WongKinYiu / yolov9

Implementation of paper - YOLOv9: Learning What You Want to Learn Using Programmable Gradient Information
GNU General Public License v3.0
8.99k stars 1.42k forks source link

CUDA OUT OF MEMORY #281

Open MuhammadBilal848 opened 8 months ago

MuhammadBilal848 commented 8 months ago

I have set everything for custom training the model and using this command to train the model (I am running this on my laptop):

python train_dual.py --workers 8 --device 0 --batch 8 --data 'LP/data.yaml' --img 640 --cfg models/detect/yolov9-e.yaml --weights 'yolov9-e.pt' --name yolov9-e-finetuning --hyp hyp.scratch-high.yaml --min-items 0 --epochs 10 --close-mosaic 15

Getting this error:

torch.cuda.OutOfMemoryError: CUDA out of memory. Tried to allocate 100.00 MiB. GPU 0 has a total capacity of 6.00 GiB of which 2.62 GiB is free. Of the allocated memory 2.24 GiB is allocated by PyTorch, and 78.16 MiB is reserved by PyTorch but unallocated. If reserved but unallocated memory is large try setting PYTORCH_CUDA_ALLOC_CONF=expandable_segments:True to avoid fragmentation. See documentation for Memory Management (https://pytorch.org/docs/stable/notes/cuda.html#environment-variables)

Here's my GPU specs:

image

Youho99 commented 7 months ago

Reduce your batches

And try with using PYTORCH_CUDA_ALLOC_CONF=expandable_segments:True

MuhammadBilal848 commented 7 months ago

Reduce your batches

And try with using PYTORCH_CUDA_ALLOC_CONF=expandable_segments:True

I'm using a CLI command, how can I use this PYTORCH_CUDA_ALLOC_CONF=expandable_segments:True with python train_dual.py --workers 8 --device 0 --batch 8 --data 'LP/data.yaml' --img 640 --cfg models/detect/yolov9-e.yaml --weights 'yolov9-e.pt' --name yolov9-e-finetuning --hyp hyp.scratch-high.yaml --min-items 0 --epochs 10 --close-mosaic 15?

Youho99 commented 7 months ago

You need to put it in Environment variable (before running your command)

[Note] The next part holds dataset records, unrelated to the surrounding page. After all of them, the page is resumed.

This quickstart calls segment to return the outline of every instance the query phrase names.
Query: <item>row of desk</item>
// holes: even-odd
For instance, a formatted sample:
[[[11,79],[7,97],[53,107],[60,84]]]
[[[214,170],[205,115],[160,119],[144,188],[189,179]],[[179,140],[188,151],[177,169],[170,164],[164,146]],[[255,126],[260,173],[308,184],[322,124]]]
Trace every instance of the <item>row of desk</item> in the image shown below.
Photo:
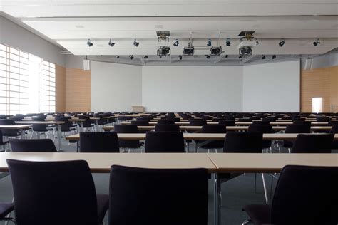
[[[92,172],[109,173],[112,165],[153,169],[206,168],[214,182],[214,224],[220,224],[222,172],[279,172],[289,164],[337,167],[338,154],[253,153],[0,153],[0,172],[8,172],[8,159],[29,161],[86,160]]]

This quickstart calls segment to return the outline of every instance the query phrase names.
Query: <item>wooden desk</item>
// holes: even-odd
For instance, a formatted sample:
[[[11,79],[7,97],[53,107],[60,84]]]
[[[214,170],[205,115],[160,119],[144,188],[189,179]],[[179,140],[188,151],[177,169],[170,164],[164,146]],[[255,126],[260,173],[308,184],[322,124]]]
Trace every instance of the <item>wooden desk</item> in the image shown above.
[[[8,172],[7,159],[26,161],[81,159],[87,161],[92,172],[100,173],[109,173],[113,164],[155,169],[206,168],[210,172],[216,169],[208,156],[204,153],[1,152],[1,172]]]
[[[15,123],[18,124],[43,124],[43,125],[58,125],[58,150],[62,150],[61,145],[61,125],[65,123],[63,121],[16,121]]]

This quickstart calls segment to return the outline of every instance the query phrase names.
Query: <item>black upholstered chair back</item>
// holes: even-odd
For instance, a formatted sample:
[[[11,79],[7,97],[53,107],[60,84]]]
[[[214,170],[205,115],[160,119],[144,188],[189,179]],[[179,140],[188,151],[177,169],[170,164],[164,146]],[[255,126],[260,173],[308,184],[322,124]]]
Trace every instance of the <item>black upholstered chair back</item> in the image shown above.
[[[285,133],[287,134],[299,134],[309,133],[311,125],[292,124],[287,126]]]
[[[142,121],[141,121],[142,122]],[[114,125],[114,130],[117,133],[138,133],[139,130],[137,125]],[[119,140],[118,145],[120,147],[124,148],[138,148],[140,147],[138,140]]]
[[[208,177],[205,169],[113,166],[108,224],[207,225]]]
[[[158,124],[175,124],[175,120],[158,120]]]
[[[184,152],[181,132],[147,132],[145,152]]]
[[[338,167],[286,166],[271,208],[273,224],[337,224]]]
[[[293,144],[291,153],[331,153],[334,134],[299,134]]]
[[[51,139],[11,139],[12,152],[56,152],[56,147]]]
[[[116,132],[80,132],[80,152],[120,152]]]
[[[86,161],[7,164],[18,224],[98,224],[94,182]]]
[[[263,134],[260,132],[227,132],[223,152],[261,153]]]
[[[158,124],[155,126],[155,131],[180,132],[180,126],[174,124]]]

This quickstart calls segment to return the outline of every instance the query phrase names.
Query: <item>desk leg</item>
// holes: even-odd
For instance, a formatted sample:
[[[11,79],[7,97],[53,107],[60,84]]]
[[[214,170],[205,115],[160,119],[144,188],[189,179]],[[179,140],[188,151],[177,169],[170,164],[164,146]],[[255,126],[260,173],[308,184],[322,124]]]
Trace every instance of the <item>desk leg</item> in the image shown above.
[[[264,177],[264,174],[262,173],[262,179],[263,181],[263,188],[264,188],[264,195],[265,195],[265,202],[267,204],[269,204],[269,199],[267,197],[267,185],[265,183],[265,178]]]
[[[214,225],[220,225],[220,181],[218,173],[212,174],[214,181]]]
[[[62,138],[62,131],[61,131],[61,125],[58,124],[58,152],[62,150],[61,146],[61,138]]]
[[[20,129],[20,135],[21,139],[25,138],[25,130],[24,129]]]

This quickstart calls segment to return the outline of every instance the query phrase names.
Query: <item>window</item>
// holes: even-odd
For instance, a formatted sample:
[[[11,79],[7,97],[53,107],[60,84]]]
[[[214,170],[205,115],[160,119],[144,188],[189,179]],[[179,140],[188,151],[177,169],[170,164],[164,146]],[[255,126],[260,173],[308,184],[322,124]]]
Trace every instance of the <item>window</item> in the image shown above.
[[[0,43],[0,114],[54,111],[55,65]]]

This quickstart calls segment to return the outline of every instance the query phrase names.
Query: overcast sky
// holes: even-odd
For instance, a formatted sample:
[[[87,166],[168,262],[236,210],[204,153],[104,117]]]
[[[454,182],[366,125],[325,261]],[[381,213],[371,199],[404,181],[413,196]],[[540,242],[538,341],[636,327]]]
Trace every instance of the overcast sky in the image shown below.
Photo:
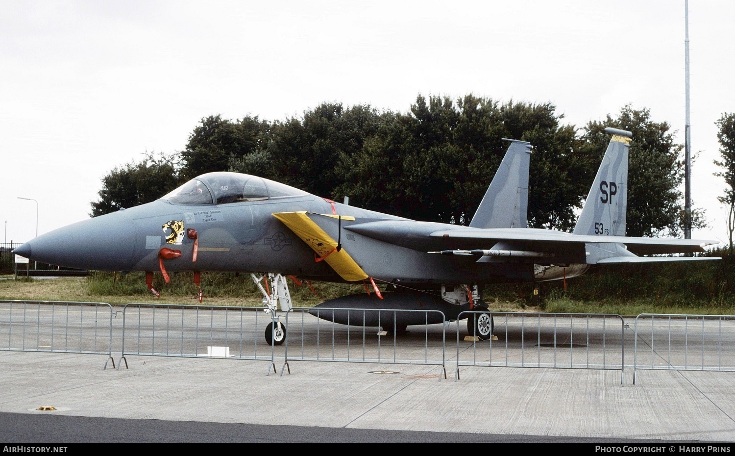
[[[199,121],[417,95],[551,102],[578,127],[631,104],[683,143],[684,0],[0,0],[7,242],[88,217],[102,177],[184,149]],[[735,1],[689,1],[692,199],[725,241],[717,128],[735,111]],[[591,184],[591,182],[590,182]],[[0,226],[0,229],[3,227]]]

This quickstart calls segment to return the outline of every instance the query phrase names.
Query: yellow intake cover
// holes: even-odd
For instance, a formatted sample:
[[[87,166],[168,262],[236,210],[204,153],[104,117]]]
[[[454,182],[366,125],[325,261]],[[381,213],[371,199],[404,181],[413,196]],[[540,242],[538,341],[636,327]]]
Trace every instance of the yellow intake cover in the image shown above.
[[[368,274],[344,249],[337,252],[337,241],[309,218],[306,211],[274,213],[273,215],[306,243],[316,252],[317,256],[324,258],[324,261],[345,280],[356,282],[368,278]],[[335,218],[338,217],[329,216]],[[342,218],[354,220],[354,217],[345,215]]]

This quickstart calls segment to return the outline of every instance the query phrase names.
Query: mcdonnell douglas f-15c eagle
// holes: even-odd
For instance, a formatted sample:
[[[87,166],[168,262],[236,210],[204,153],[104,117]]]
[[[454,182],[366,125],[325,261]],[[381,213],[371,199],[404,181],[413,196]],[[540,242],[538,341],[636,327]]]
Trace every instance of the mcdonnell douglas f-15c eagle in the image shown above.
[[[605,131],[612,138],[573,234],[526,227],[532,147],[507,140],[508,152],[469,227],[416,221],[255,176],[214,172],[153,202],[39,236],[15,253],[71,268],[146,271],[157,296],[152,271],[159,269],[167,281],[167,271],[194,271],[197,285],[202,271],[249,272],[271,310],[292,308],[288,276],[362,282],[376,293],[331,299],[312,313],[351,324],[350,309],[369,309],[359,318],[354,313],[351,324],[401,331],[442,320],[411,312],[387,318],[379,310],[440,310],[450,320],[474,310],[479,312],[465,314],[472,316],[467,329],[488,339],[492,319],[481,296],[486,284],[568,278],[590,265],[712,259],[639,256],[703,252],[717,243],[626,237],[631,134]],[[267,275],[268,291],[255,274]],[[382,293],[379,284],[387,285]],[[278,321],[265,334],[269,343],[285,338]]]

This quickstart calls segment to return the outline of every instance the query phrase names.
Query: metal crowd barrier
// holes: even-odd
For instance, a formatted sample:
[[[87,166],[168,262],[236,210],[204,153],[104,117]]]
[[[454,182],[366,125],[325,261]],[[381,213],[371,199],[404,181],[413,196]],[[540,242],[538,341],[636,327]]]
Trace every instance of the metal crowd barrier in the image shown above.
[[[333,322],[340,321],[337,312],[347,313],[349,324]],[[110,360],[115,367],[119,342],[118,368],[123,361],[127,366],[128,355],[232,358],[268,361],[270,375],[282,358],[282,374],[290,372],[291,361],[329,361],[437,366],[446,378],[447,328],[456,324],[457,381],[462,367],[503,366],[620,370],[624,384],[628,327],[619,315],[493,312],[494,337],[480,341],[463,337],[464,321],[447,321],[433,310],[297,307],[274,313],[131,303],[122,310],[122,328],[113,327],[118,313],[104,302],[0,300],[0,350],[106,355],[106,368]],[[426,324],[406,333],[390,330],[411,313]],[[472,313],[478,313],[459,318]],[[375,318],[377,326],[365,326]],[[287,332],[282,346],[265,337],[276,322]],[[634,336],[634,384],[639,369],[735,371],[735,316],[641,314]]]
[[[334,323],[335,313],[349,324]],[[390,330],[408,317],[425,323]],[[377,325],[365,327],[368,321]],[[446,324],[437,310],[295,307],[286,314],[284,367],[294,360],[423,364],[440,366],[446,378]]]
[[[277,316],[262,308],[130,303],[123,311],[122,354],[265,360],[275,371],[276,346],[266,327]]]
[[[735,317],[642,313],[635,320],[636,371],[735,371]]]
[[[480,312],[462,312],[458,319]],[[456,369],[461,366],[582,368],[620,371],[625,384],[623,317],[614,314],[492,312],[494,337],[477,341],[456,332]],[[591,349],[594,347],[594,350]]]
[[[0,300],[0,350],[107,355],[112,319],[106,302]]]

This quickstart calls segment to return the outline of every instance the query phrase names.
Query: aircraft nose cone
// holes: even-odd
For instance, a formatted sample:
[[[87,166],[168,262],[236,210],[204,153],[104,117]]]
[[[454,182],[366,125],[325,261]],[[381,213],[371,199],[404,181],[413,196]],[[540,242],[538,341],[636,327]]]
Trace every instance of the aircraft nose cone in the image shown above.
[[[16,255],[21,255],[21,257],[25,257],[26,258],[31,257],[31,244],[29,243],[26,243],[18,247],[15,247],[13,249],[12,253]]]
[[[135,229],[121,212],[85,220],[38,236],[14,250],[34,261],[97,271],[133,266]]]

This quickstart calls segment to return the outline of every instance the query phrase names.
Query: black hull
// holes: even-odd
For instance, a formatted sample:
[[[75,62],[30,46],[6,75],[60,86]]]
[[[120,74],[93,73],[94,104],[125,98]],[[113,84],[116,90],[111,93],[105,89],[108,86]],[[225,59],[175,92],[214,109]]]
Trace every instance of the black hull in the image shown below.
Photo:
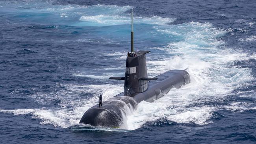
[[[144,92],[132,96],[124,96],[123,92],[119,94],[88,109],[79,123],[95,126],[118,128],[124,124],[128,111],[135,109],[137,104],[142,101],[151,102],[164,96],[173,88],[178,89],[190,82],[190,77],[185,70],[171,70],[156,77],[158,79],[150,81],[148,87]]]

But try with changing only your batch size also

kuacboss commented 7 months ago

Thank you for the good answer. I am also experiencing the same problem. There are fewer FLOPs and Params than YOLOv8-x. Why does YOLOv8 run, but YOLOv9 gives an error saying there is not enough memory?

shubzk commented 7 months ago

Three things you can try to get you started:

1) Reduce batch size 2) Reduce dataset size 3) In train.py, after line 479 "del ckpt", enter the following two lines torch.cuda.empty_cache() gc.collect()

remember to import gc in the beginning.

Screenshot 2024-03-29 215946

MyGitHub-G commented 1 month ago

I am also experiencing the same problem. Have you solved the problem?